What is Startup?

  •                                 Jun 02 ,2019

A startup definition generally referred to a small business that is in its initial stage of operations. Startups are founded by a group of people or in some cases by a single person where they aim to provide a product or a service. In recent times, Startup is no longer an off-the-wall topic since there are many startups in our country.

What is Startup?

Lean startup is a business and product development process that tries to shorten product development cycles and quickly determine whether a given business model is viable by combining business hypothesis-driven experimentation, iterative product releases, and validated learning.

A startup is a business or project started by a startups founder or entrepreneur with the goal of finding, developing, and validating a scalable business model. While entrepreneurship encompasses all new firms, including self-employment and business credit with no plans to register, startups refer to businesses with plans to expand beyond the founder’s single location. Startups endure a lot of uncertainty and failure at first, yet a small percentage of them go on to be successful and important.

There are basically six types of startups :

  • Small business startups

  • Buyable startups

  • Scalable startups

  • Offshoot startups

  • Social startups

  • Lifestyle startups 

All six types of startups need to take into consideration a lot of things to reach their product or service to the clients. From planning, designing, funding to research there are many other meticulous things that help businesses to grow rapidly. There are certain principles that companies should follow from their starting phase to the final phase. These principles have a huge impact on companies. The considerations are :

Market validation

Market validation is the most important key factor to know the demand for startup owners in the market. Good knowledge of market demand makes it’s easy to develop a product or service which is customer-centric for every company startup. Market validation can be done via survey, email response, or Data Analysis.


The initial investment or startup capital for your business plans is the most important factor. Generally, almost all business starts with a small amount of investment and secure funding and the investment grows after the business starts to grow. In recent times, there are various companies willing to invest in small companies or successful people if impressed by the idea also invest in small startups.

An angel investor is a person who invests in a firm or a business startup in exchange for convertible debt or equity in the company. Angel investors typically fund start-ups in their early stages, when most other investors are hesitant to back them.

Venture Capital 

venture capitalists are equity investors who invest in high-growth firms in exchange for a share of the company’s ownership. This might include sponsoring new projects or assisting small businesses that want to grow but don’t have access to the stock market.

Equity crowdfunding is the online offering of private company securities for investment to a group of people, and it is thus a part of the capital markets. Because equity crowdfunding is an investment in a business, it is frequently governed by securities and financial regulations.

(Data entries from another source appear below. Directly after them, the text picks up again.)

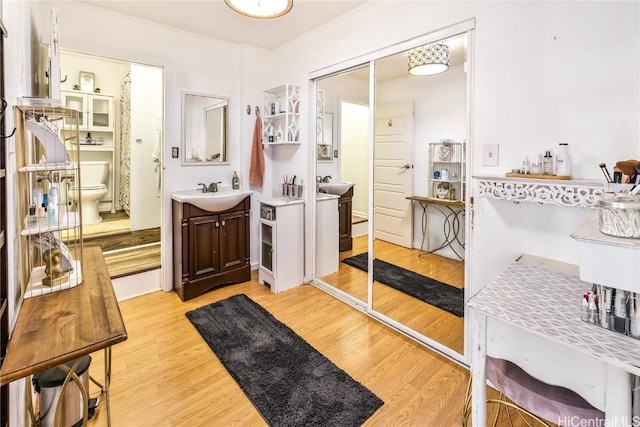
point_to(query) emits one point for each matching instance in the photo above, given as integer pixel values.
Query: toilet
(93, 178)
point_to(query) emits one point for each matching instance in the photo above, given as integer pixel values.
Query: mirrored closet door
(416, 283)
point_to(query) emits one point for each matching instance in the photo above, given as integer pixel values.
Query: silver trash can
(49, 383)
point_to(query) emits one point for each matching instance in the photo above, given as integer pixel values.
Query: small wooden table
(58, 327)
(451, 210)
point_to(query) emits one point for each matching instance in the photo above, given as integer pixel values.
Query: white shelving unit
(47, 156)
(281, 115)
(96, 126)
(447, 170)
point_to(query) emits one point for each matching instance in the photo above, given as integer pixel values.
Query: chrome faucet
(213, 187)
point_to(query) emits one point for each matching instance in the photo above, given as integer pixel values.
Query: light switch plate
(490, 155)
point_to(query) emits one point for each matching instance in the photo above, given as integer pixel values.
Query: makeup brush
(605, 171)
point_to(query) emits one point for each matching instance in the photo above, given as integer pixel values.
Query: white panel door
(393, 173)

Using a credit card to fund your startup is quick, easy, and flexible. One of the biggest advantages of utilizing credit is that the appropriate card may make it as good as cash.


Startup companies need to form a partnership with other companies to grow their business. Business partner aids to showcase the product or service to other customers. A business partnership with other companies helps to become successful.

Startups tend to be are more laid-back by nature, making the workplace more communal through flexible hours, more employee engagement, and flexibility. Startups are also more likely to offer superior workplace advantages, such as child care, free food, and shorter workweeks.

Good Decision Making

Good decisions in uncertainty may save a lot of money. It is not always that companies make a profit every year and customers become happy with their products.

Entrepreneurs should start digital marketing as soon as the company starts. Digital marketing must be an element of the startup’s business plan from the outset. 

To be successful, the company must seek out new clients, produce leads, and convert leads into revenue. Even small businesses require a business strategy. 

This is an issue that a serial entrepreneur faces on a regular basis. They delegate the duty of running a firm once it is formed and move on to other enterprises. They might even sell their previous firms.

Learn from Failures

According to a survey, about 90% of the startups fail in history of startups. These failures may be because of many factors like lack of Customer satisfaction with the product or service. Funding problems, lack of proper planning, rival companies, and lack of motivation from staff or workers are also some of the examples.

A startup incubator is typically a non-profit organization run by both private and public companies. A startup incubator’s only objective is to assist entrepreneurs in growing their businesses. 

Facing failure full-on and learning from your mistakes is the way to go. Recognize that every thought that comes to mind isn’t going to work. After a failure, take some time to gather your thoughts and figure out what went wrong. 

While many obstacles may come during the initial stage, the above factors chiefly decide the future of the company.